Jane Skok: Choreography of allelic exclusion

Abstract

Antibody diversity is generated during B cell development by the rearrangement of variable (V), diversity (D), and joining (J) segments of immunoglobulin (Ig) genes. Both alleles of each Ig locus can initiate rearrangement, but only one allele successfully rearranges. As soon as this occurs, the other allele is prevented from following suit. This mechanism, known as allelic exclusion, guarantees that each B cell produces antibodies specific for just one antigen. In her laboratory at New York University (NYU), Jane Skok studies how exclusion is established. Figure 1 Jane Skok Skok's initial foray into research involved dissecting the genetics of the complement cascade with Ellen Solomon at Cancer Research UK (1). But immediately after earning her Ph.D., Skok left science to care for her ill child. When she returned nearly a decade later, she had to start from scratch.
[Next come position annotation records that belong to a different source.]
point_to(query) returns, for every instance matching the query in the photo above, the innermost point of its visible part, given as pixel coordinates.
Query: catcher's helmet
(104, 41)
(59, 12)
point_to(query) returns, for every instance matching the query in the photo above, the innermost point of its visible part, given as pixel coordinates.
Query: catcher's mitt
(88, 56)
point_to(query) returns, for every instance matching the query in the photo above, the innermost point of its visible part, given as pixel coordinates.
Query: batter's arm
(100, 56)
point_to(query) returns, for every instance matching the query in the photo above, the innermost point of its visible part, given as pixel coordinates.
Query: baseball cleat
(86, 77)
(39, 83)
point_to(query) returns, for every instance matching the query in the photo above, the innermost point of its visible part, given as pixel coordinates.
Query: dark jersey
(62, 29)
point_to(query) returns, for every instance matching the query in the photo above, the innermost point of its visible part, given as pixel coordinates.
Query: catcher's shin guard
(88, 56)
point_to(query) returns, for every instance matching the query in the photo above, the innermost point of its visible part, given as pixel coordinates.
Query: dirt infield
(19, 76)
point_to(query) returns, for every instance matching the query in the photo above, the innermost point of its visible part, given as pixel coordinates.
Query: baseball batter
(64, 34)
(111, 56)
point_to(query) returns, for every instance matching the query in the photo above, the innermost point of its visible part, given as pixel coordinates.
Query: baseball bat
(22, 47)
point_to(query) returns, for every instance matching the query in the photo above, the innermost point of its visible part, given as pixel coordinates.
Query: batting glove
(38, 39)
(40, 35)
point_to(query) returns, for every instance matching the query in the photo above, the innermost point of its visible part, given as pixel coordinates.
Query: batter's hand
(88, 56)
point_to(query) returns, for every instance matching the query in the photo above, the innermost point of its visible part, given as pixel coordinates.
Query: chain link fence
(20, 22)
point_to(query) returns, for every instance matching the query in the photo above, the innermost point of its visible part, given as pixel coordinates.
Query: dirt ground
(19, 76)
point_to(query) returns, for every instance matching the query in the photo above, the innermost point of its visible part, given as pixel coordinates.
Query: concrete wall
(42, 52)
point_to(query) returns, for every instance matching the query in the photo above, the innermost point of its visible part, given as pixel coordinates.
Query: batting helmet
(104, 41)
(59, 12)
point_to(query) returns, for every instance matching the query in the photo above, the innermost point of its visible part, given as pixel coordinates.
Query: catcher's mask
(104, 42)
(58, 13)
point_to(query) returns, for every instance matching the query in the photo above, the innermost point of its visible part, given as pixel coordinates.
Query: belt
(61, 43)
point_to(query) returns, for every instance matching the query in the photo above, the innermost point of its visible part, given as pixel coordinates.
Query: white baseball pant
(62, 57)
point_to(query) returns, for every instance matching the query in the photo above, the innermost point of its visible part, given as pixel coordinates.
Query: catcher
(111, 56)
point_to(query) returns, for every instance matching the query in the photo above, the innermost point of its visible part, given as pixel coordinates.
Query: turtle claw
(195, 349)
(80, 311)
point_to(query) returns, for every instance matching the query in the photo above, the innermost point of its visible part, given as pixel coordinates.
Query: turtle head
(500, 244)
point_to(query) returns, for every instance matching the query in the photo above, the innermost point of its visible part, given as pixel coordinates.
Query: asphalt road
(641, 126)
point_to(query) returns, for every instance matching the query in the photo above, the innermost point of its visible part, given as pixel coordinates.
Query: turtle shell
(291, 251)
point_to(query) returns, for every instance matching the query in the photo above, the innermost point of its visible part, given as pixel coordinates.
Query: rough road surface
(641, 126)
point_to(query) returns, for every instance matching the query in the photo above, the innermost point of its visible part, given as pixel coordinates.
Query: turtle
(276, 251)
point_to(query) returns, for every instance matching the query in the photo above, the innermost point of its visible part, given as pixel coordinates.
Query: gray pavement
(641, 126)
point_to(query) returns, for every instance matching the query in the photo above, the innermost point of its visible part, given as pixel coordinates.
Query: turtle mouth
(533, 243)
After getting up to speed with a Master's in immunology, she joined Amanda Fisher's lab, where she gravitated toward B cells and the question of allelic exclusion. Skok has since helped define some of the steps that make exclusion possible. She discovered that the excluded Ig allele gets sent to repressive DNA domains near the centromere, whereas the productive allele remains within accessible domains (2–4). She later focused on one of the more curious aspects of allelic exclusion. During rearrangement, the Ig locus contracts, allowing V, D, and J segments to get close to each other and join up. Skok found that the successful rearrangement of one allele triggers locus relaxation, thereby stopping rearrangement of the other allele (5). She is now hunting for the proteins and pathways that direct the contortion and movement of Ig loci.